Below is the text of Prime Minister’s Question Time from 18th July 1995.
Q1. Mr. Keith Hill: To ask the Prime Minister if he will list his official engagements for Tuesday 18 July.
The Prime Minister (Mr. John Major): This morning, I had meetings with ministerial colleagues and others. In addition to my duties in the House, I shall be having further meetings later today.
Mr. Hill: Does the Prime Minister share– [Interruption.]
Madam Speaker: Order. I must hear the question. Hon. Members must stop shouting.
Mr. Hill: Does the Prime Minister share the public’s concern about hon. Members who peddle political influence for private gain?

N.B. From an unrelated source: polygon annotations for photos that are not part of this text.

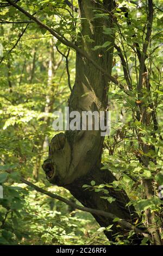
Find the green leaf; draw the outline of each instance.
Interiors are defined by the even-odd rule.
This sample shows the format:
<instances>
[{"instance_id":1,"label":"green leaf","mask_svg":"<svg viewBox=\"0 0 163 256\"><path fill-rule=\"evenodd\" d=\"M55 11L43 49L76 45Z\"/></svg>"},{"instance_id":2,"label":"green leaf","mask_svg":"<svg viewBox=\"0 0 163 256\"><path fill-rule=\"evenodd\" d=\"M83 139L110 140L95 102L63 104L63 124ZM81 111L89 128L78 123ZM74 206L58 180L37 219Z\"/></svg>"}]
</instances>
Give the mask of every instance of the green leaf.
<instances>
[{"instance_id":1,"label":"green leaf","mask_svg":"<svg viewBox=\"0 0 163 256\"><path fill-rule=\"evenodd\" d=\"M92 186L95 186L96 184L95 180L92 180L92 181L91 182L91 184Z\"/></svg>"},{"instance_id":2,"label":"green leaf","mask_svg":"<svg viewBox=\"0 0 163 256\"><path fill-rule=\"evenodd\" d=\"M0 183L3 183L4 182L8 176L9 174L7 173L1 173L0 174Z\"/></svg>"}]
</instances>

If so, why is he rejecting Lord Nolan’s plan that earnings from such activities should be declared? Where does he stand on the matter? Why, for once, does not he give a lead?
The Prime Minister: When the hon. Gentleman began, I thought that he was going to comment on the rail strike. The fact that he is sponsored by the National Union of Rail, Maritime and Transport Workers might explain why he did not. The House will have an opportunity to discuss the matter that the hon. Gentleman has in mind, and I look forward to that.
Q2. Mr. Sumberg: To ask the Prime Minister if he will list his official engagements for Tuesday 18 July.
The Prime Minister: I refer my hon. Friend to the answer I gave some moments ago.
Mr. Sumberg: Now that we have seen the quite ridiculous spectacle of the Labour leader travelling around Australia passing himself off as Margaret Thatcher, is it not time that my right hon. Friend reminded the House that while he was actively working in support of Margaret Thatcher’s policies of low taxation, a strong national defence and moderate trade unionism, that very same Labour leader was actively and consistently opposing every single one of those policies?
The Prime Minister: It seems to be the case that the Labour party in opposition today supports the policies that it opposed so vigorously in the 1980s. I have no doubt that the Labour party in opposition in the future will support the policies that it so vigorously opposes today.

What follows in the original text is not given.